Economic ends are ends over which we have a choice. If you remove money, somebody still has to dole out life’s rewards (privilege, power over others, better housing, finer food, travel, entertainment, culture).  Government controlling “merely economic” ends means that we as individuals no longer have those choices.  It would deprive us of the right to value and prioritize what we want most out of life.


Economic concerns, it is argued, are less important than higher human values (health, intelligence, virtue, honor, peace of mind). But economic concerns are less important precisely because we have a choice.  Money is the way we prioritize our values.  The phrase “it’s only money” comes to mind.  My integrity is more valuable to me than cheating somebody.  If the State controlled “merely economic” matters, it would totally control everything and everyone.

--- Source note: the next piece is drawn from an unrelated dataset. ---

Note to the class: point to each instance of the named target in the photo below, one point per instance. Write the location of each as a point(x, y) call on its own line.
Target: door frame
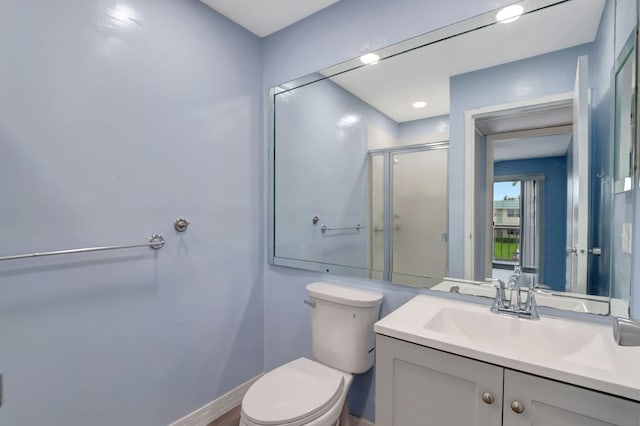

High minded idealists object to the fact that almost everything in society has a price. But to argue against bringing higher values into the “cash nexus” is to suggest that we should not be allowed to sacrifice lesser needs for higher values.  Somebody still has to make the tough choices.   Life is full of bitter choices, but you cannot deny that choices exist or should be taken away from people because they are difficult.  For example, we could eliminate all automobile deaths, but the costs and sacrifice would not be worth it, so we don’t.  I could make more money by spending all my time at the office, but I value time with family, friends and other pursuits more, so I don’t.


Freedom and prosperity are two sides of the same coin. Socialists argue that political freedom is meaningless without economic freedom.  But economic freedom cannot be freedom from economic decisions that socialists promise.  It must be freedom of economic activity, with the right to choose our ends; even if that right carries with it individual risk and responsibility.  Best wishes for a happy, healthy and prosperous 2017 from The Estate Planning War Chest.